Im surprised more people don't design a sled with an adjustable back. I have built a few sleds, and it seems no matter how accurate that thing is when its done, over time it always get a little out out of square… my guess is from taking it on and off the table, torquing even the slightest, etc.

I will post some pics of my newest sled, I borrowed the design from someone else, but its pretty darn cool.

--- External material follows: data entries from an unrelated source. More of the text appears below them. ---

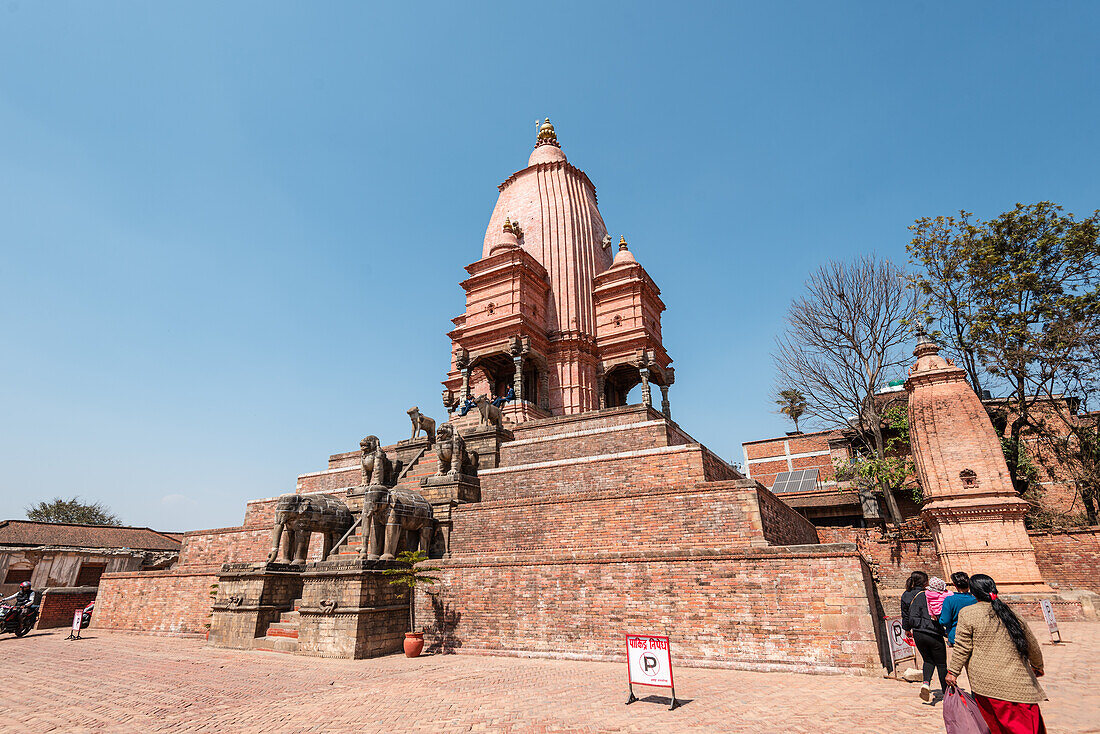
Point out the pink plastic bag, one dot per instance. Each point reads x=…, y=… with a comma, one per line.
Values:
x=961, y=714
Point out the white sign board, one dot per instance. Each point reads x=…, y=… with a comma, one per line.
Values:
x=649, y=660
x=899, y=648
x=1048, y=615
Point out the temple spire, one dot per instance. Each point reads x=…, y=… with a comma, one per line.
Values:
x=547, y=134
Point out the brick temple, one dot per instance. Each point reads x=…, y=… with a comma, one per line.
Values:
x=561, y=516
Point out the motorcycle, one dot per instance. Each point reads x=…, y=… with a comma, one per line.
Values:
x=19, y=624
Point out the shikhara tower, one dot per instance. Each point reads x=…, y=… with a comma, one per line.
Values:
x=552, y=310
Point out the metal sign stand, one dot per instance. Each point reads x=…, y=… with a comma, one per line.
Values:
x=635, y=698
x=77, y=619
x=666, y=646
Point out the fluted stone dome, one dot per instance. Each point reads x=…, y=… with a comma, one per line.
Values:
x=553, y=205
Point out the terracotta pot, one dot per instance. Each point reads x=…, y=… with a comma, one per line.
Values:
x=414, y=644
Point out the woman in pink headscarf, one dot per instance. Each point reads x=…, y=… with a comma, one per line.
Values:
x=936, y=593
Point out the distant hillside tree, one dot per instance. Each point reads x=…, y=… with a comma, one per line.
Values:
x=792, y=404
x=59, y=510
x=846, y=336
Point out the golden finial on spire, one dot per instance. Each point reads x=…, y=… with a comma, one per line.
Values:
x=547, y=134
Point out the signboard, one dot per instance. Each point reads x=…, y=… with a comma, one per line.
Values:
x=649, y=663
x=76, y=625
x=900, y=648
x=1051, y=623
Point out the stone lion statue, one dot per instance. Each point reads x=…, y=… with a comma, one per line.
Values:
x=377, y=468
x=453, y=457
x=421, y=422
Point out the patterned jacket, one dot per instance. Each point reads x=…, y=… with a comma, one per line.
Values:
x=996, y=670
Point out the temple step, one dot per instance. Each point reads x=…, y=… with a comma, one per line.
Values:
x=275, y=644
x=283, y=630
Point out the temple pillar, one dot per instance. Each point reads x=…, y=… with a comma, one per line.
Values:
x=517, y=384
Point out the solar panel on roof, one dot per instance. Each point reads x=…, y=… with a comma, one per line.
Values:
x=801, y=480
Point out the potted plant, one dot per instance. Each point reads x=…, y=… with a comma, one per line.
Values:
x=408, y=578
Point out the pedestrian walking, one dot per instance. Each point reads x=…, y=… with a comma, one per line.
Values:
x=961, y=598
x=925, y=632
x=936, y=593
x=1002, y=659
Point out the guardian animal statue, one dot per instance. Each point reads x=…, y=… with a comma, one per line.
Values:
x=452, y=455
x=301, y=515
x=391, y=513
x=422, y=423
x=490, y=414
x=377, y=468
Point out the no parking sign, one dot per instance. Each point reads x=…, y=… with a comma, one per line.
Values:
x=649, y=663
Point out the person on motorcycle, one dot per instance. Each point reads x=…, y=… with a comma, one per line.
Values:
x=25, y=599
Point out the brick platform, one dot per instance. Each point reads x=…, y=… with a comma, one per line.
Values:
x=120, y=683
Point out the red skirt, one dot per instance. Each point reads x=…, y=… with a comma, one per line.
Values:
x=1010, y=718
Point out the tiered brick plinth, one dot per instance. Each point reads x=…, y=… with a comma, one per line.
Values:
x=615, y=521
x=349, y=610
x=250, y=598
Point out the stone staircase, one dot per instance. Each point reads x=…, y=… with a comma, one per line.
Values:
x=424, y=463
x=283, y=635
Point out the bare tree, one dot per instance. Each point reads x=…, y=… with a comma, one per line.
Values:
x=844, y=339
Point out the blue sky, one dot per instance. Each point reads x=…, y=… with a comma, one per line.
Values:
x=232, y=233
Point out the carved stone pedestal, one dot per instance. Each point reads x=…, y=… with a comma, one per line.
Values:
x=486, y=442
x=251, y=596
x=349, y=610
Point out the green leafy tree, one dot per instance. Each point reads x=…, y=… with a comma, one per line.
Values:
x=893, y=469
x=59, y=510
x=792, y=403
x=1019, y=296
x=411, y=577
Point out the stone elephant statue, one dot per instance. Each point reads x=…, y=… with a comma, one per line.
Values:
x=301, y=515
x=387, y=514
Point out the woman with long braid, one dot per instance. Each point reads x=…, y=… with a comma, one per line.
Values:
x=1002, y=659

But nice first sled indeed, you will be so happy when you need to square of ends and do a bunch of repeat same sized cuts!


----------



## Woodbum (Jan 3, 2010)

Good, accurately built sleds are worth their weigh in gold . They will make you a better woodworker. I have built a number of special purpose sleds and a couple of standard crosscut sleds and they make repetitive cuts easier and more accurate. Keep up the good work. Good Luck, Have Fun and Work Safely!


----------



## OleGrump (Jun 16, 2017)

I made a very similar sled about a month and a half ago, and am very happy with how it came out and how it works. I chose to keep mine simple, because A) As noted, when/if it gets out of square, I won't feel badly having to scrap it, and B) By keeping the end boards square, I can use simple blocks clamped in place for stops and hold downs if needed. Left mine untreated as well, but waxed the heck out of the bottom and the maple runners. Great looking sled! You will really enjoy the benefits of your work on this piece.


----------